Mike Rothman, Senior VP of eIQNetworks responded to Mr. Carr's comments not so much to defend PCI but to place PCI in perspective, i.e. compliance does not equal security. I discussed this myself in my post about the 8 Dirty Secrets of IT Security, specifically in my comments on Dirty Secret #6 – Compliance Threatens Security.
Eric Ogren, a security industry analyst, continued the attack on PCI in his article in SearchSecurity last week where he said, "The federal indictment this week of three men for their roles in the
largest data security breach in U.S. history also serves as an
indictment of sorts against the fraud conducted by PCI – placing the
burden of security costs onto retailers and card processors when what
is really needed is the payment card industry investing in a secure
The federal indictment to which Eric Ogren referred was that of Albert Gonzalez and others for the breaches at Heartland Payment Services, 7-Eleven, Hannaford, and two national retailers referred to as Company A and Company B. Actually this is the second federal indictment of Albert Gonzalez that I am aware of. The first, filed in Massachusetts in August 2008, was for the breaches at BJ's Wholesale Club, DSW, OfficeMax, Boston Market, Barnes & Noble, Sport Authority, and TJX.

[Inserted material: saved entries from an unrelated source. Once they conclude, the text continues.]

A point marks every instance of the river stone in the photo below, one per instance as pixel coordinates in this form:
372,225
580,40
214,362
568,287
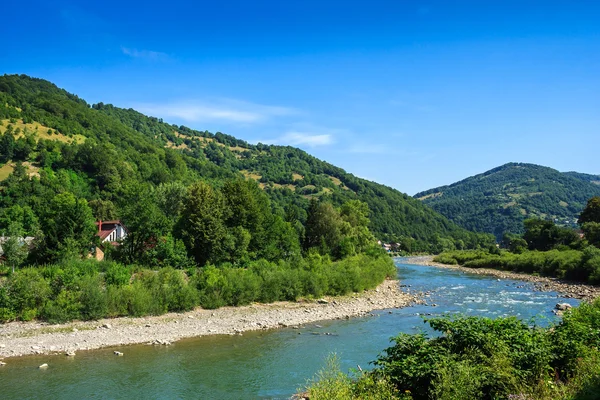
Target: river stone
563,306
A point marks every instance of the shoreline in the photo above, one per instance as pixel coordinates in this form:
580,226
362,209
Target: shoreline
569,289
38,338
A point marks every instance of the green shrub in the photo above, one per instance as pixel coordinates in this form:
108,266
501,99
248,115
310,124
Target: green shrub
94,304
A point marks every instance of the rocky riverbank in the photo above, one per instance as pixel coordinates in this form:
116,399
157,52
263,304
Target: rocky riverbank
25,338
568,289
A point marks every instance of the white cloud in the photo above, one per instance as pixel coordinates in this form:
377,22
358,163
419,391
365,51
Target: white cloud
218,110
145,54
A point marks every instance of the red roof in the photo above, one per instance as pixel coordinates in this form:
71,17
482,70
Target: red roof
105,228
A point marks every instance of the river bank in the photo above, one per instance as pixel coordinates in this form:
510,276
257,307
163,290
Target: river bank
27,338
569,289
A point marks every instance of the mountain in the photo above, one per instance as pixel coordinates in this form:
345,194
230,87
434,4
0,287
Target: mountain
95,151
500,199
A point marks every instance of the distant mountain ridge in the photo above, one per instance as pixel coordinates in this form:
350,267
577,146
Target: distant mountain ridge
102,148
497,201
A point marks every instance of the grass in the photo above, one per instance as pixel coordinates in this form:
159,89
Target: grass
40,131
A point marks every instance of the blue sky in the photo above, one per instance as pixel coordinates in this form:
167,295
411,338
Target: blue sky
412,94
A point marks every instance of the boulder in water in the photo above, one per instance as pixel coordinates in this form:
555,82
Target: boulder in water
563,306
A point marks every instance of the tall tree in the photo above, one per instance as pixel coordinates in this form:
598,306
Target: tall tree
201,223
589,221
68,226
323,228
14,246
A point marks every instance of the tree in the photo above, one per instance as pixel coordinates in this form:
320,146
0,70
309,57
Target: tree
144,220
591,212
323,228
14,247
103,210
544,235
589,220
7,146
514,243
68,227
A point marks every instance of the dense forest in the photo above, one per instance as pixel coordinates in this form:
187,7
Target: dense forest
56,149
499,200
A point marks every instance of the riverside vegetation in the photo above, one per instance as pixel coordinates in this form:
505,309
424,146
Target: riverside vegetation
499,200
480,358
126,165
544,249
199,233
504,358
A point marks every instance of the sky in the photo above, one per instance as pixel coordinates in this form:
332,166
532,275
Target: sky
411,94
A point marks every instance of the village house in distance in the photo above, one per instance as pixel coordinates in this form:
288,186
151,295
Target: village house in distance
112,232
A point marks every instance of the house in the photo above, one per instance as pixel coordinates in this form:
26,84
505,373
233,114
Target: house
23,241
112,232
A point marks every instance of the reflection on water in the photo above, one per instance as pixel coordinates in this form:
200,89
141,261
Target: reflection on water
269,364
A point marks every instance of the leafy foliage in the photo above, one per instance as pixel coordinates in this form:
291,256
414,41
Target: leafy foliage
480,358
125,165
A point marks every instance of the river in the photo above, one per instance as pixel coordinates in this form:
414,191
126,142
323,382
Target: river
269,364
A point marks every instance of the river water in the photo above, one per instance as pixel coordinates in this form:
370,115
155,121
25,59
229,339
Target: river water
270,364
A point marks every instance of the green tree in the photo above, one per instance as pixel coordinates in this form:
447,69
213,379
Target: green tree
14,247
323,228
7,146
144,220
103,210
246,206
544,235
591,212
591,231
201,223
68,227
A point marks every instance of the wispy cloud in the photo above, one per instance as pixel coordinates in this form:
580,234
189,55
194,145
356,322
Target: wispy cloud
216,110
145,54
373,148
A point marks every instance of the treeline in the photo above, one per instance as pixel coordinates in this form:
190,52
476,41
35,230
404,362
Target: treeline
498,201
87,290
480,358
544,249
120,149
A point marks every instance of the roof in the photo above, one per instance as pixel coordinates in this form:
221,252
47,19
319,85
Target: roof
106,227
27,240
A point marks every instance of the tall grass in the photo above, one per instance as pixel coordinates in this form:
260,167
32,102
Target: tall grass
86,289
480,358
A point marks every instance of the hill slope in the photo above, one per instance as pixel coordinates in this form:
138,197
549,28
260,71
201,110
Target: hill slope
498,200
97,150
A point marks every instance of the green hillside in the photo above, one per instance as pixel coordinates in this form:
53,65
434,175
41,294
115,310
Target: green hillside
98,152
499,200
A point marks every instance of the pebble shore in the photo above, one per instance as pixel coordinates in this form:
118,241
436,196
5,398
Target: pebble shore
27,338
567,289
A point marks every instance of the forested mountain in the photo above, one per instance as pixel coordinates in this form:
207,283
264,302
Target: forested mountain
499,200
52,142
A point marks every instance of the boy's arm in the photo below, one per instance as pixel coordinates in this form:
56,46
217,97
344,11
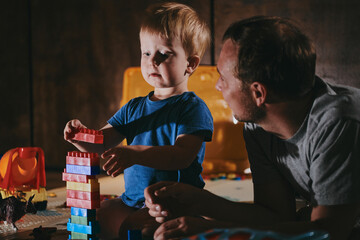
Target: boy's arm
174,157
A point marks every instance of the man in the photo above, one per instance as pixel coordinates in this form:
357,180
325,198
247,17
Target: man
302,136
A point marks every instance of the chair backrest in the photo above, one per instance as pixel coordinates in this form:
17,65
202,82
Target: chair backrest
226,153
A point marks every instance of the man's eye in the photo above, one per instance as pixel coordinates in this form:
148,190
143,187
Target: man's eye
164,54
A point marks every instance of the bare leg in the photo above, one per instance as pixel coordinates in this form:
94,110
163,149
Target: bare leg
111,215
139,220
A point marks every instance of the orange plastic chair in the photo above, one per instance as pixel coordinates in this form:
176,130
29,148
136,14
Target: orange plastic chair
226,153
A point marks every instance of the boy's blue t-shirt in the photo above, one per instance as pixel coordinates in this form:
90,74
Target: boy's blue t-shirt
158,123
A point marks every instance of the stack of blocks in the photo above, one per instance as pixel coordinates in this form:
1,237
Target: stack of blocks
82,188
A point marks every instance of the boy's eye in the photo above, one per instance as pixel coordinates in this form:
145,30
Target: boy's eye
164,54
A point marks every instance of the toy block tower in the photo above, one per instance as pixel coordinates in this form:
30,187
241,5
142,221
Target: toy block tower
82,187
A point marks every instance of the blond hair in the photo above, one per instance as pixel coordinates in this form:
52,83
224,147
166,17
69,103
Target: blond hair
172,20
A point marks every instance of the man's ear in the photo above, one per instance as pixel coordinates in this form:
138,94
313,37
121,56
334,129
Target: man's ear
259,93
193,63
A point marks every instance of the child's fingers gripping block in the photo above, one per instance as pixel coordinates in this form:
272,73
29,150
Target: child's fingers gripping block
90,196
82,212
83,158
89,135
92,186
85,170
71,177
92,204
91,229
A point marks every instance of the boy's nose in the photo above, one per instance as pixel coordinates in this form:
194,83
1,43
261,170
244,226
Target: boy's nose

Bob Russo, the general manager of the PCI Security Standards Council disagreed with Eric Ogren's characterizations of PCI, saying that retailers and credit card processors must take responsibility for protecting cardholder information.
Rich Mogull, CEO and Analyst at Securosis, responded to Bob Russo's article with recommendations to improve the PCI compliance program which he characterized as an "overall positive development for the state of security." He went on to say, "In other words, as much as PCI is painful, flawed, and ineffective, it
has also done more to improve security than any other regulation or
industry initiative in the past 10 years. Yes, it's sometimes a
distraction; and the checklist mentality reduces security in some environments, but overall I see it as a net positive."
Rich Mogull seems to agree with Eric Ogren that the credit card companies have the responsibility and the power to improve the technical foundations of credit card transactions. In addition, he calls the PCI Council to task for such issues as:
- incomplete and/or weak compliance requirements
- QSA shopping
- the conflict of interest they created by allowing QSA's to perform audits and then sell security services based on the findings of the audits.
Clearly organizations have no choice but to comply with mandatory regulations. But the compliance process must be part of an overall risk management process. In other words, the compliance process is not equal to the risk management process but a component of it.
Finally, and most importantly, the enterprise risk management process must be more agile and responsive to new security threats than a bureaucratic regulatory body can be. For example, it may be some time before the PCI standards are updated to specify that firewalls must be able to work at the application level so all the the Web 2.0 applications traversing the enterprise network can be controlled. This is an important issue today as this has been a major vector for compromising systems that are then used for funds transfer fraud.